Prison sentence for 95-year-old German Holocaust denier

The accused Holocaust denier Ursula Haverbeck sits in the district court at the start of her appeal proceedings. As the trial of notorious 95-year-old Holocaust denier Ursula Haverbeck draws to a close in the northern German port city of Hamburg, a verdict could be handed down on Wednesday. Markus Scholz/dpa Pool/dpa

A notorious 95-year-old German Holocaust denier was sentenced to one year and four months in prison after being convicted of incitement by a court in Hamburg on Wednesday.

The charges against Ursula Haverbeck stem from comments she made during the 2015 criminal trial of former Nazi SS member Oskar Gröning, who served as a guard at Auschwitz.

Haverbeck claimed to reporters covering the trial that Auschwitz - where historians estimate the Nazis systematically murdered at least 1.1 million people - was only a labour camp, not an extermination camp.

She made similar false claims in a television interview with the regional public broadcaster NDR.

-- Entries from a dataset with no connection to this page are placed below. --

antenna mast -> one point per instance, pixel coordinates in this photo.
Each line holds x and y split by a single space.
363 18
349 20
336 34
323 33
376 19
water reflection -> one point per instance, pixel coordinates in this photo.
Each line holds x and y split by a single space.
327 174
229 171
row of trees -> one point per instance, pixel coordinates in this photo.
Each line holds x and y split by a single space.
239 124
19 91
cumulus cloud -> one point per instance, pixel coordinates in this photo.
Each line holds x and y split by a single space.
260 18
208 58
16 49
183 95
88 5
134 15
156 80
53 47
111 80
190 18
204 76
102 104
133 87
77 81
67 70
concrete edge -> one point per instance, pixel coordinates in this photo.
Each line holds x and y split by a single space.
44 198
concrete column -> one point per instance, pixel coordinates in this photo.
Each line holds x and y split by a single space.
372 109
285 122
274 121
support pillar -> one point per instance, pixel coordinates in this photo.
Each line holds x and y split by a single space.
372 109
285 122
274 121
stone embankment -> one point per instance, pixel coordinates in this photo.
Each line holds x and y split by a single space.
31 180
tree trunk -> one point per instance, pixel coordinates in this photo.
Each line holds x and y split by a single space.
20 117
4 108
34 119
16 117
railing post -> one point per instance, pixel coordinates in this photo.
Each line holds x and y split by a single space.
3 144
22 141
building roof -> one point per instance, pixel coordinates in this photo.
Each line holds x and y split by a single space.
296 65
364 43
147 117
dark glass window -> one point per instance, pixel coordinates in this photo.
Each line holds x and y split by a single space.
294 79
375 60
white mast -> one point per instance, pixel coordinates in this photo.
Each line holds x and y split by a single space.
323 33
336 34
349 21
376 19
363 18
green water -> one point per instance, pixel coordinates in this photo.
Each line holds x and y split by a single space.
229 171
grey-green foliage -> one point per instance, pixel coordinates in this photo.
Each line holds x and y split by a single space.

The Hamburg court said on Wednesday that four months of Haverbeck's sentence would be considered served already because of long delays in bringing the case to trial.

The verdict is not yet final and may be appealed.

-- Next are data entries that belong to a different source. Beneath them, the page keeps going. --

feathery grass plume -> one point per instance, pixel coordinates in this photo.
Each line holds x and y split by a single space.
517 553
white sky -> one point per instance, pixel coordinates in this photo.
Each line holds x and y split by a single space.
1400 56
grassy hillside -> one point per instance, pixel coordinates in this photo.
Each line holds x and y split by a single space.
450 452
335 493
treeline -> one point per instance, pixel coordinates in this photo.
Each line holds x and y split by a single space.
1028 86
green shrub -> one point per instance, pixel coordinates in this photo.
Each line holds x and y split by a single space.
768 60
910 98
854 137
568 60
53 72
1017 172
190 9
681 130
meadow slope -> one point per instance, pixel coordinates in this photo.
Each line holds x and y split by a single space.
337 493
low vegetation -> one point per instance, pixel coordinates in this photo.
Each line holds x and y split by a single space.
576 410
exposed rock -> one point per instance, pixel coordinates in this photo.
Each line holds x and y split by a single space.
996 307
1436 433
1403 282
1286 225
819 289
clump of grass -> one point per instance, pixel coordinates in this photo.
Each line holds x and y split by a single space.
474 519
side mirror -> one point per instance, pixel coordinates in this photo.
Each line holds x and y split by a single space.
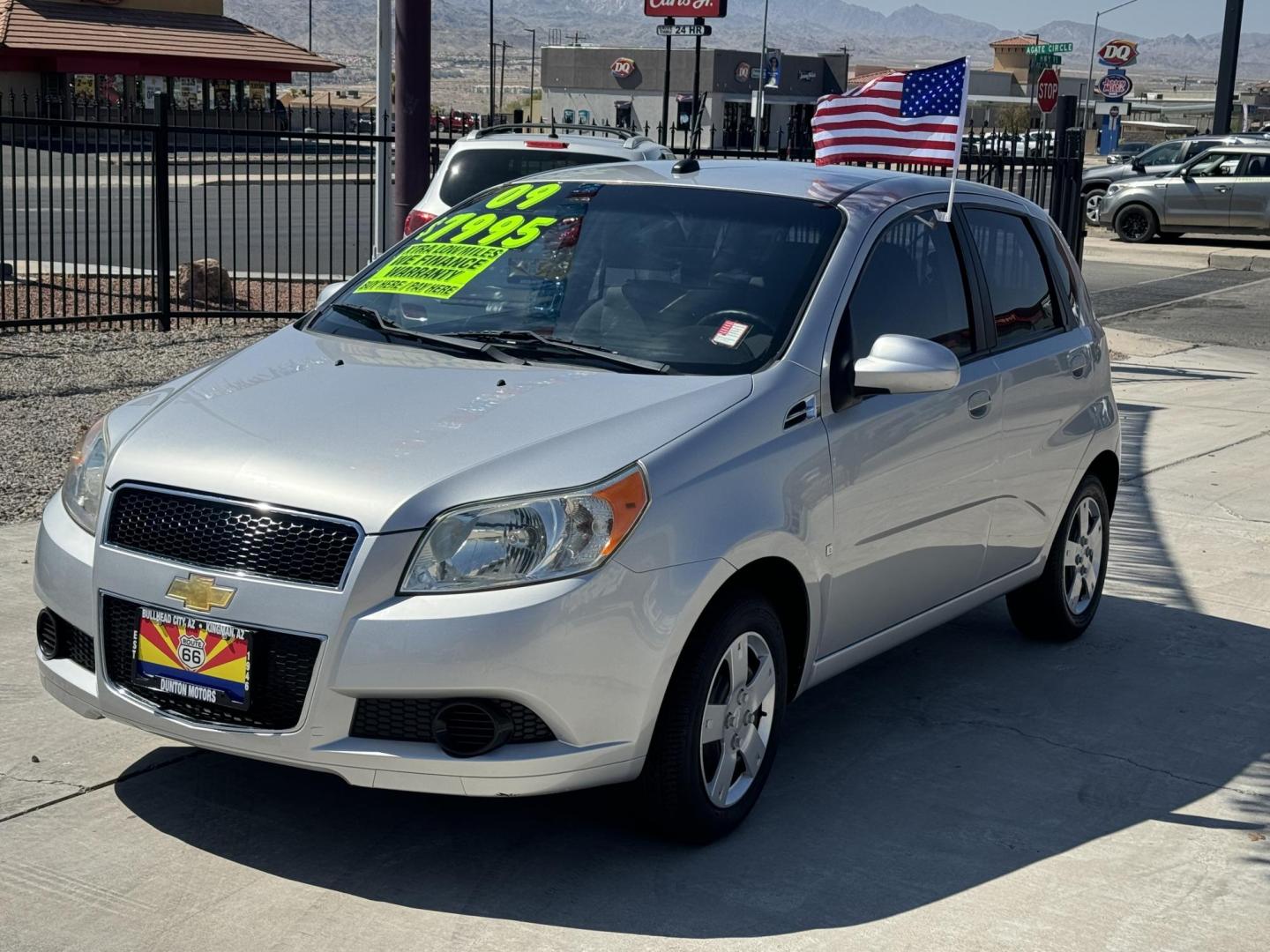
900 363
328 292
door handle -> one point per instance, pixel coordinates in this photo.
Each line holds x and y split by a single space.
979 404
1079 362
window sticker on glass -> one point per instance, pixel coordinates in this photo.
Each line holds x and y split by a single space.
729 334
430 271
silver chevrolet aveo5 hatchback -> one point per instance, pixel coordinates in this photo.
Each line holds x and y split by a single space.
587 480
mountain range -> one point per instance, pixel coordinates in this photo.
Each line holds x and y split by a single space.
344 29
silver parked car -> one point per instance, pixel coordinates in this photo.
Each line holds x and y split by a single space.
1226 190
587 480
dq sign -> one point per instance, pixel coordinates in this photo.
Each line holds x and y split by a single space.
1114 86
684 8
1117 52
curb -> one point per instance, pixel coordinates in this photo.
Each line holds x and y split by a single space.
1240 260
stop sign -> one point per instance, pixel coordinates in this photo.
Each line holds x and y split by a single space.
1047 90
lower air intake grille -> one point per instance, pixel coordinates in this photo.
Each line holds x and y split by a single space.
410 718
282 666
60 639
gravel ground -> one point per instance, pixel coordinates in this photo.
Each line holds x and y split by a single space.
52 386
55 296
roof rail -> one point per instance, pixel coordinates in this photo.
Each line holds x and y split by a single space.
553 127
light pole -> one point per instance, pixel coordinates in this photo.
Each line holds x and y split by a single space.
534 40
1094 48
490 63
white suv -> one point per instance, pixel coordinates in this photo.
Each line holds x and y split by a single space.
490 156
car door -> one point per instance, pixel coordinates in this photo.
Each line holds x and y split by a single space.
912 472
1250 198
1045 362
1199 195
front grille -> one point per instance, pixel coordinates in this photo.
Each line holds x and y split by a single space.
282 666
410 718
211 533
60 639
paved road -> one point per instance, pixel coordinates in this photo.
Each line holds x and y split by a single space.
1201 306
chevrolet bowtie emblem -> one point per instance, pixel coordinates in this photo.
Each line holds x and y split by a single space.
199 591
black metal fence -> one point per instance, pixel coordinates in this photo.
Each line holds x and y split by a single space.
115 217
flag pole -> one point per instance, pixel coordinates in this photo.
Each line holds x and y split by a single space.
960 138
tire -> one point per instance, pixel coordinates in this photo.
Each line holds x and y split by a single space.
1061 605
1090 199
1136 224
680 787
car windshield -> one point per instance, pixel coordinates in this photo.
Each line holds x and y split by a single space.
473 170
1162 153
701 280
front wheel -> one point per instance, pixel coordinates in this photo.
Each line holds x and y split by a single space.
716 735
1061 605
1136 224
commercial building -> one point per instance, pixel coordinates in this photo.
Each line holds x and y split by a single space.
122 52
623 86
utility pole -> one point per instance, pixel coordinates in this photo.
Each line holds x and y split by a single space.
534 41
383 127
1226 69
490 63
502 78
413 107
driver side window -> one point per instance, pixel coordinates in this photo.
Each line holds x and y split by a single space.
914 283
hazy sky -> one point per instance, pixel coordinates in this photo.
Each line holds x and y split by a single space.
1149 18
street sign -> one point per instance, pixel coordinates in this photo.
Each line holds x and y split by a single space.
1045 48
684 8
1047 90
684 29
1114 86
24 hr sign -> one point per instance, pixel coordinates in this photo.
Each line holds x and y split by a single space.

Haverbeck, who is a well-known figure in German far-right extremist circles, was originally sentenced to 10 months in prison without probation by the district court in Hamburg in 2015.

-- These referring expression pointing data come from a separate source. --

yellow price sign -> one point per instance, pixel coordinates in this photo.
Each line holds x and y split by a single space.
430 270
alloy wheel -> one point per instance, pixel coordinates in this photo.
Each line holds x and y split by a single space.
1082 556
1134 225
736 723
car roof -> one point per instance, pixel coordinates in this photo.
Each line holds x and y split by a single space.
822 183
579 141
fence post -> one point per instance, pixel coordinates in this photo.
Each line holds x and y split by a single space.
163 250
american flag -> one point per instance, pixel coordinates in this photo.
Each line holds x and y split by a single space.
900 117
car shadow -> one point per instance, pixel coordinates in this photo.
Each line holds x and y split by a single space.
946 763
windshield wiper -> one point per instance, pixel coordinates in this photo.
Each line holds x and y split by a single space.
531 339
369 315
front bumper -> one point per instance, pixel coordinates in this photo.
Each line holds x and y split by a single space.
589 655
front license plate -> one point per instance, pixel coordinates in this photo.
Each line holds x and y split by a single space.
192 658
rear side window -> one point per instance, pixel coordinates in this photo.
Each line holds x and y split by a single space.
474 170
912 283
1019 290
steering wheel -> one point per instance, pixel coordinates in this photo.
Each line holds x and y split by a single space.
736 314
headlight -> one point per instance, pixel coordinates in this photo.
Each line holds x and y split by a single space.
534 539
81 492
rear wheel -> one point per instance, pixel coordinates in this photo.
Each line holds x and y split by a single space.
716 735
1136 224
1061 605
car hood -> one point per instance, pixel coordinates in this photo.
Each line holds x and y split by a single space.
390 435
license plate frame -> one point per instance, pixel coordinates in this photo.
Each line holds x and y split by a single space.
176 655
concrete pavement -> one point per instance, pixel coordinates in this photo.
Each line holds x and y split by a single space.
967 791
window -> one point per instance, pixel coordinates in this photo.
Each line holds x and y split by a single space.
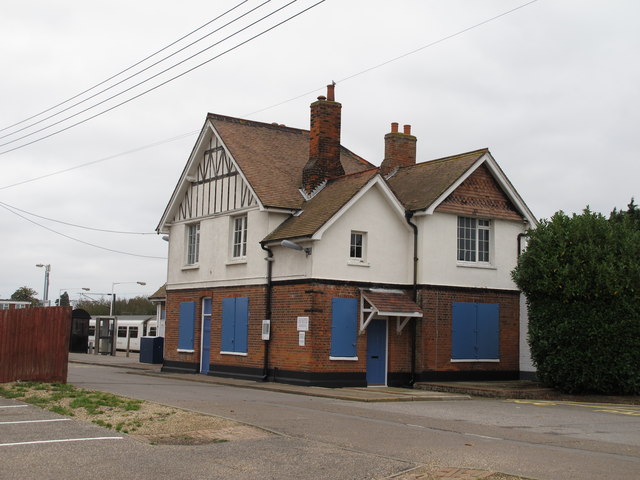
473 240
357 246
193 243
344 323
186 326
235 323
240 237
475 332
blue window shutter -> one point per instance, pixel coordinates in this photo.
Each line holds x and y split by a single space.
186 327
228 324
488 322
463 331
206 306
344 321
241 324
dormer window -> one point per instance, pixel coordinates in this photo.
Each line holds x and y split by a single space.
193 243
473 240
357 247
239 237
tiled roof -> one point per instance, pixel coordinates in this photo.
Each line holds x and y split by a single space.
272 158
387 302
317 211
418 186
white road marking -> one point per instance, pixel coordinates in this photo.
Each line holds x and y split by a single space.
36 421
60 441
482 436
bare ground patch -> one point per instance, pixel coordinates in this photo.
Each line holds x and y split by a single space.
145 421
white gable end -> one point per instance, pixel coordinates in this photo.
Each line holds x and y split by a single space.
211 184
215 185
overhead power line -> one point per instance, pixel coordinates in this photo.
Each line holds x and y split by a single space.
399 57
77 239
349 77
123 71
166 81
120 82
104 159
74 224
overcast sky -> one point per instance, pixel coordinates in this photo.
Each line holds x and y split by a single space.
552 89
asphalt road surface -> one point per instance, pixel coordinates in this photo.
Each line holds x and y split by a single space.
323 438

She lodged an appeal, but the trial did not take place until nine years later.

For years, criminal courts have repeatedly had to deal with statements made by Haverbeck.

The elderly extremist was first convicted for the first time in 2004 and received a fine. She previously served more than two years in prison for Holocaust denial.

In 2022, a court in Berlin sentenced her to one year in prison for incitement to hatred. She has not yet served her sentence.